# I have two questions



## StevenJ (Feb 11, 2009)

1. A couple years ago one could buy a number of licenses for deer hunting and get a discount. Say buy four and get a discount. Like a combo tag and two antlerless private land licenses. Did that go away or is it the individual stores selling permits?

2. The software from the state only allows one to get four deer hunting permits. And sometimes the clerk gets confused if someone wants to buy more antlerless tags. And then they must just enter all the same info into the computer again. Instead of say like a combo deer tag and three antlerless licenses. That seems to be just the way the system is set up, right?


----------



## Bob S (Mar 8, 2000)

The first question, the multiple license discount no longer exists. 

Second question I have no idea.


----------



## MSUFW07 (Jan 22, 2009)

If I remember correctly the multiple tag discount went away when they started the base license stuff. It seems like they justified it because with the base license you get the small game permit also which a lot of people bought anyways before the base license stuff started. I know I usually bought my deer licenses and my small game at the same time and got the discount that way.


----------



## DirtySteve (Apr 9, 2006)

MSUFW07 said:


> If I remember correctly the multiple tag discount went away when they started the base license stuff. It seems like they justified it because with the base license you get the small game permit also which a lot of people bought anyways before the base license stuff started. I know I usually bought my deer licenses and my small game at the same time and got the discount that way.


Yup. Sportsperson discount definately went away when the base license was created and the fees were raised.


----------



## jeepgod (Apr 29, 2015)

I just got a bunch of licenses and doe tags for my prop. The store owner entered my info for normal licenses and then had to re-enter all my info for each of the doe 4 tags. It was a PITA but he said that is just how their system is set up. You would think after all the crying about people hardly purchasing licenses this year that they would do everything possible to make it easier for people to buy them and not wait for 30min. Seems like store owners may lose money too waiting on one customer too long.
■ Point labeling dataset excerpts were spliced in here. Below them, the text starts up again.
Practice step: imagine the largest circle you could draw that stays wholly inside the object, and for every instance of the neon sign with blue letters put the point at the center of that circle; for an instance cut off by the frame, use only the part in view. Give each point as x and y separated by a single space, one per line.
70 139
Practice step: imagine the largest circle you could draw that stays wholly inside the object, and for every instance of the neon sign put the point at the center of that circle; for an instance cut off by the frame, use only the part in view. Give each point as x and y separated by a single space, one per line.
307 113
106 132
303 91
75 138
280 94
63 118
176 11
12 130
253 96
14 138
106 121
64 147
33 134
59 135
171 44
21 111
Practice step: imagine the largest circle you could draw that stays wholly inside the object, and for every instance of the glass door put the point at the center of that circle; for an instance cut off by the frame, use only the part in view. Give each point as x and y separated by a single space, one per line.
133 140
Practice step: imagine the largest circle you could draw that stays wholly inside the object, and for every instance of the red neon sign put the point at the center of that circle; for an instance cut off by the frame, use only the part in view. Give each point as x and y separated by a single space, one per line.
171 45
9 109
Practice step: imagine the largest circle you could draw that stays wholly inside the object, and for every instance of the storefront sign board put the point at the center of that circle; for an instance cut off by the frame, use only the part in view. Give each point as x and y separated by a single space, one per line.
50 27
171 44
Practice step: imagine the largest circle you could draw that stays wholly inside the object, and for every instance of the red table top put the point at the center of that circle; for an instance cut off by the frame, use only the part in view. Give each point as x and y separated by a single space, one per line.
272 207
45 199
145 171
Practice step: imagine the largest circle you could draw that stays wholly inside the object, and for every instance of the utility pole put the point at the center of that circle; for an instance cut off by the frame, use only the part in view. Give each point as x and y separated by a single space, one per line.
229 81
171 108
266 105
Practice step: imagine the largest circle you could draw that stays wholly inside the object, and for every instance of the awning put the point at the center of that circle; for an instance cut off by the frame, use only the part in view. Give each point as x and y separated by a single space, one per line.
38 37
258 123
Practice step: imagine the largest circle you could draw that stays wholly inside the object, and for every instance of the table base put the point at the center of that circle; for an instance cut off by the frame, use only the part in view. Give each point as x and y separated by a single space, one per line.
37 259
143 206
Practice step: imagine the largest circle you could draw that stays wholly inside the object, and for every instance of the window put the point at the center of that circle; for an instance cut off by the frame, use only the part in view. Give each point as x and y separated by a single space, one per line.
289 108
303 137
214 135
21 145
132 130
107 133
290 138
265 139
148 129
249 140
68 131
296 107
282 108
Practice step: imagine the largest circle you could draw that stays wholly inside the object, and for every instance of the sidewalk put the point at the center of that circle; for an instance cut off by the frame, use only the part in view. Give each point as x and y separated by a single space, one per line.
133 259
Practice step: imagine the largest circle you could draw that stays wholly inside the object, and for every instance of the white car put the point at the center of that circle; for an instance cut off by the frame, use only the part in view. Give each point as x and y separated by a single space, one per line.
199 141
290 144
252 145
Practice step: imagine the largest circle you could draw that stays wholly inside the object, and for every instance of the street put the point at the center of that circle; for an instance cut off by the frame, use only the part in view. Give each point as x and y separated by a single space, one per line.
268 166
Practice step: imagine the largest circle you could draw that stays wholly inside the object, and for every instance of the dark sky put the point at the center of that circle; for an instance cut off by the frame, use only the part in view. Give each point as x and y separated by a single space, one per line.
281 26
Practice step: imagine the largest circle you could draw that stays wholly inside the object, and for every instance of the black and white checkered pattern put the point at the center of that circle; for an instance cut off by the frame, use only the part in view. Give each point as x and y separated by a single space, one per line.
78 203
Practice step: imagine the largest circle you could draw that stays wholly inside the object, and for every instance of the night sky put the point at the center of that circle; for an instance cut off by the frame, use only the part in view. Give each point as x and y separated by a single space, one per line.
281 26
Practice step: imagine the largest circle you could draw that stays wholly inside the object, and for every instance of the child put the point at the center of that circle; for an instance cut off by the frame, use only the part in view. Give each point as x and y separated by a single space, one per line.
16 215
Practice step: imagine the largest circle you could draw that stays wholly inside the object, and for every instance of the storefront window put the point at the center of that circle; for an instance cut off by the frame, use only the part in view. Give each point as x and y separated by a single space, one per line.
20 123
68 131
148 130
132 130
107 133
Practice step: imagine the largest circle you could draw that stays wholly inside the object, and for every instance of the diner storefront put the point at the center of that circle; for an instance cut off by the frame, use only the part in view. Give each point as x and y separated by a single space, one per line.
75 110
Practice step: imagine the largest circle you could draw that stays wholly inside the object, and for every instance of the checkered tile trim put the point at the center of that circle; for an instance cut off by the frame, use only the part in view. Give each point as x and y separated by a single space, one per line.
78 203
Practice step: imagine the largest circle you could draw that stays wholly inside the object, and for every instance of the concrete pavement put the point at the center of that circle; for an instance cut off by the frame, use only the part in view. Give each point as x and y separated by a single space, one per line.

All of our money is allocated to so many places you would think they would have a more reliable system. Our state is so mismanaged it makes me sick. They are even tearing down forest areas in an unmentionable because some rich guy thinks he is going to make fishing great if he throws enough money at people who don't care. Our brook trout fishing is going to disappear although I hope not.


----------



## Lever4ever (Dec 2, 2017)

Last year they had the deal for deer combo and fishing licenses with a discount, notice that was gone.

When I purchased antlerless permit this year (on-line) I notice that the transaction is given a time-stamp to complete the purchase if you go over the time, the site releases the permit. So I'm wondering if because of the timestamps it causes issues for multiples purchased at the same time...just a guess. Computer don't know how to react for multiple permits with one time stamp.


----------



## DirtySteve (Apr 9, 2006)

Lever4ever said:


> Last year they had the deal for deer combo and fishing licenses with a discount, notice that was gone.
> 
> When I purchased antlerless permit this year (on-line) I notice that the transaction is given a time-stamp to complete the purchase if you go over the time, the site releases the permit. So I'm wondering if because of the timestamps it causes issues for multiples purchased at the same time...just a guess. Computer don't know how to react for multiple permits with one time stamp.


That discount was $1. Not really a big loss.


----------



## motdean (Oct 23, 2011)

jeepgod said:


> I just got a bunch of licenses and doe tags for my prop. The store owner entered my info for normal licenses and then had to re-enter all my info for each of the doe 4 tags. It was a PITA but he said that is just how their system is set up. You would think after all the crying about people hardly purchasing licenses this year that they would do everything possible to make it easier for people to buy them and not wait for 30min.


On that note, does anyone actually expect an online registration process for a harvested deer to be easy?

....Just an observation of the DNR over the recent past.


----------



## Dish7 (Apr 2, 2017)

motdean said:


> On that note, does anyone actually expect an online registration process for a harvested deer to be easy?
> 
> ....Just an observation of the DNR over the recent past.


License number, date, county, male or antlerless, number of antler points per side. Just like punching a tag. Yes, very easy.


----------



## motdean (Oct 23, 2011)

Dish7 said:


> License number, date, county, male or antlerless, number of antler points per side. Just like punching a tag. Yes, very easy.


Ummm...yeah, that would be *YOUR* expectation.

Let's see how they execute it. 
When one checks a deer for testing, they also have to know what section it was in.
Will they want that too?


----------



## Lund Explorer (Jan 23, 2011)

motdean said:


> On that note, does anyone actually expect an online registration process for a harvested deer to be easy?
> 
> ....Just an observation of the DNR over the recent past.


Now, now Dean, everyone knows how easy state run websites have been in the past, and I don't see the DNR's proposed check-in being any worse than the Unemployment Agency's recent record during this year's lockdown.


----------



## DirtySteve (Apr 9, 2006)

Lund Explorer said:


> Now, now Dean, everyone knows how easy state run websites have been in the past, and I don't see the DNR's proposed check-in being any worse than the Unemployment Agency's recent record during this year's lockdown.


Could you imagine if you were denied taking your deer to a processor on a hot day because the state site was overwhelmed and not working? No validation number like many say we should require to valodate the tag. Then we would see some livid posts on here.


----------